Farmers plagued by mice can look forward to throwing away the baits and traps as Australian scientists come close to developing a novel control method.
Grant Singleton of the Pest Animal Control Cooperative Research Centre (PAC CRC) said a bio-control method to dramatically reduce house mouse numbers should be ready for consideration within three years.
"It will complement, or perhaps even replace, traditional poisoning and trapping and significantly reduce the estimated $15 million a year lost due to mouse damage and control actions," he said.
Supported by growers and the Federal Government through the GRDC, the bio-control method prevents mice from breeding by sterilising them with a modified mouse cytomegalovirus (MCMV). MCMV is common among mice in Australia, but has been altered to include a gene that codes for the mouse egg coat protein (ZP3).
When infected by this modified virus, the mouse's immune system reacts to both the virus and the introduced ZP3 egg coat protein. Antibodies are produced that in future matings prevent sperm from attaching to the egg, rendering the mouse sterile.
Dr Singleton said, even if it were feasible, the aim is not to eradicate or totally sterilise all mice, but rather to manage mouse plagues. "We hope to sterilise around two-thirds of the population, which will keep it below the level that really hurts farmers economically," Dr Singleton said.
The technique is working in the laboratory with wild mice. Researchers have also shown that the modified virus will sterilise mice previously infected with the non-modified version of the virus.
With such positive results and field release on the horizon, the researchers are keen to dispel any misconceptions about genetically modified viruses.
The recent media storm surrounding the research on genetically modified mouse-pox virus and its potential application to human disease research is unrelated to the house mouse research, according to Lyn Hinds, Research Program Manager at the PAC CRC.
"We are not considering mouse-pox virus as a potential biological control agent. Mouse-pox does not exist naturally in Australia. It occurs in one laboratory and is
used as a model system because its molecular biology is well known. In contrast MCMV our virus of choice, is common in Australian house mice and specific to the house mouse, so we are not introducing a totally new species.

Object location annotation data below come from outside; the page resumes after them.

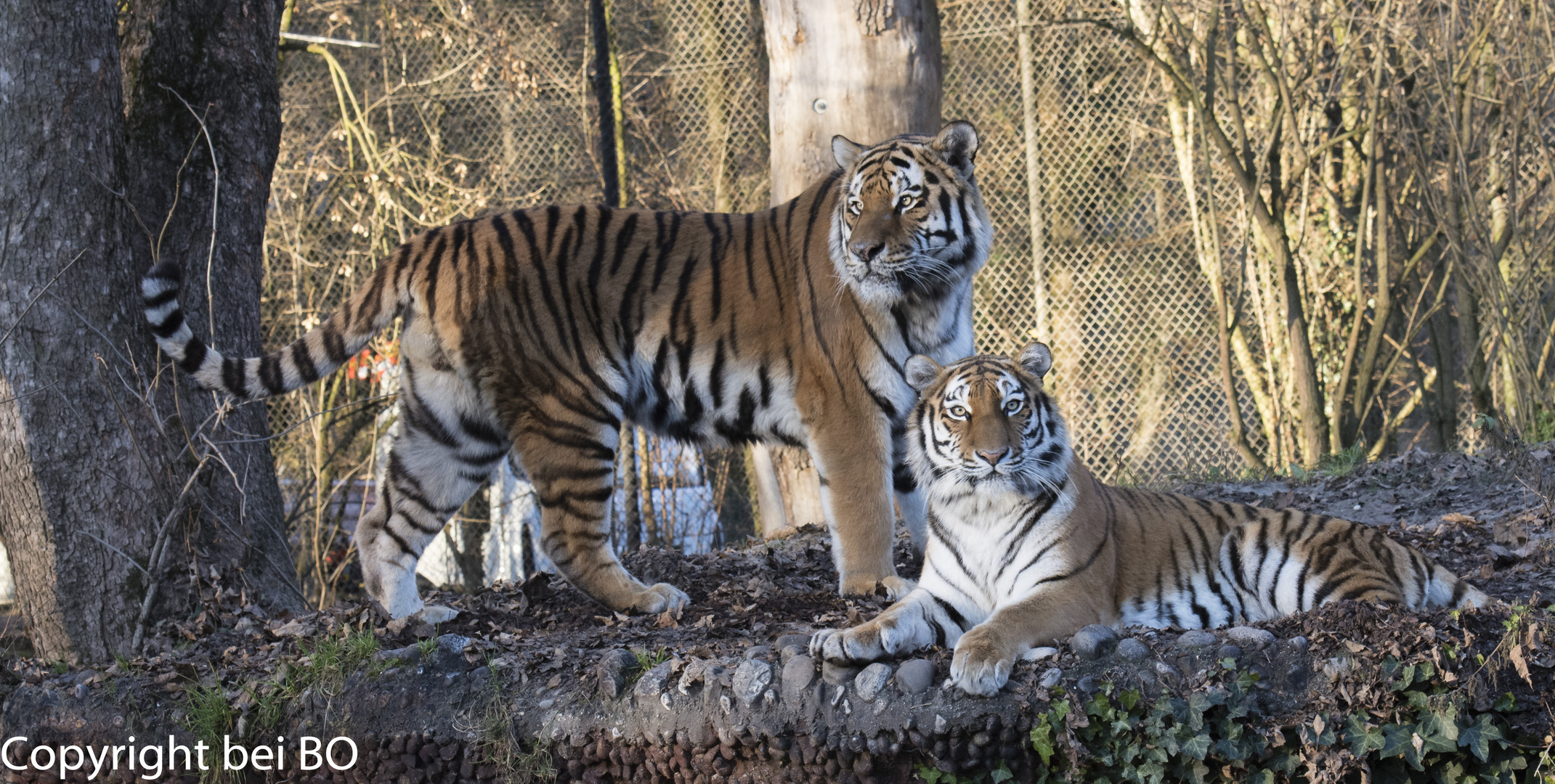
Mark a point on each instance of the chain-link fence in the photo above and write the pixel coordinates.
(466, 107)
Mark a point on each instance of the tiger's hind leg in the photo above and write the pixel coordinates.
(447, 447)
(571, 460)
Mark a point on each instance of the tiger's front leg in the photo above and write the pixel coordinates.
(571, 460)
(988, 652)
(914, 623)
(856, 464)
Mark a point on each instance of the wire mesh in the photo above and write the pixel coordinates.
(471, 106)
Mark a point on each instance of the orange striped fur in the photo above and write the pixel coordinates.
(538, 332)
(1025, 547)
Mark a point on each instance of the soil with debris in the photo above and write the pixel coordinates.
(1487, 517)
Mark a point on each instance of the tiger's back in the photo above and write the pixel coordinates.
(1195, 563)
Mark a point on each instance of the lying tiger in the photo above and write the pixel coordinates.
(1027, 547)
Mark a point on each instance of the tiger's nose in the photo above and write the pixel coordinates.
(866, 251)
(994, 456)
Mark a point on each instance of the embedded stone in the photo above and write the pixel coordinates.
(798, 672)
(750, 680)
(612, 671)
(1249, 637)
(1094, 641)
(1196, 638)
(914, 676)
(652, 682)
(792, 640)
(872, 680)
(837, 674)
(1134, 650)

"Even so, we are doing research to ensure that the introduced ZP3 protein is also specific, and that the combined virus/ZP3 organism is still specific," Dr Hinds said.
This double insurance aims to make sure other species, particularly the 65 species of native rodents in Australia, are not affected.
The PAC CRC must also address social and political concerns about the use of genetically modified organisms.
Coming up in June, a four-day consultation period will include a cross-section of the community — farmers, GRDC, the Australian Conservation Foundation, Bureau of Rural Sciences, animal welfare bodies and regulatory bodies.
"It will be a two-way process to help prioritise the research and address all issues of concern," Dr Hinds said.
Furthermore, "we won't be walking away from the virus once released. In fact, it is at that point that we really need to keep on top of the ecology to see if its effectiveness is maintained," Dr Singleton said.
Still to be researched are methods for distributing the virus over large geographic areas and monitoring the spread of the virus within local mouse populations. "These may lead to beneficial spin-offs from the GRDC investment and will be available to farmers in the near future, with the bio-control not too far behind," Dr Singleton said.
Bio-control researchers at the Pest Animal Control Cooperative Research Centre are based at CSIRO Sustainable Ecosystems and the Department of Microbiology, University of Western Australia.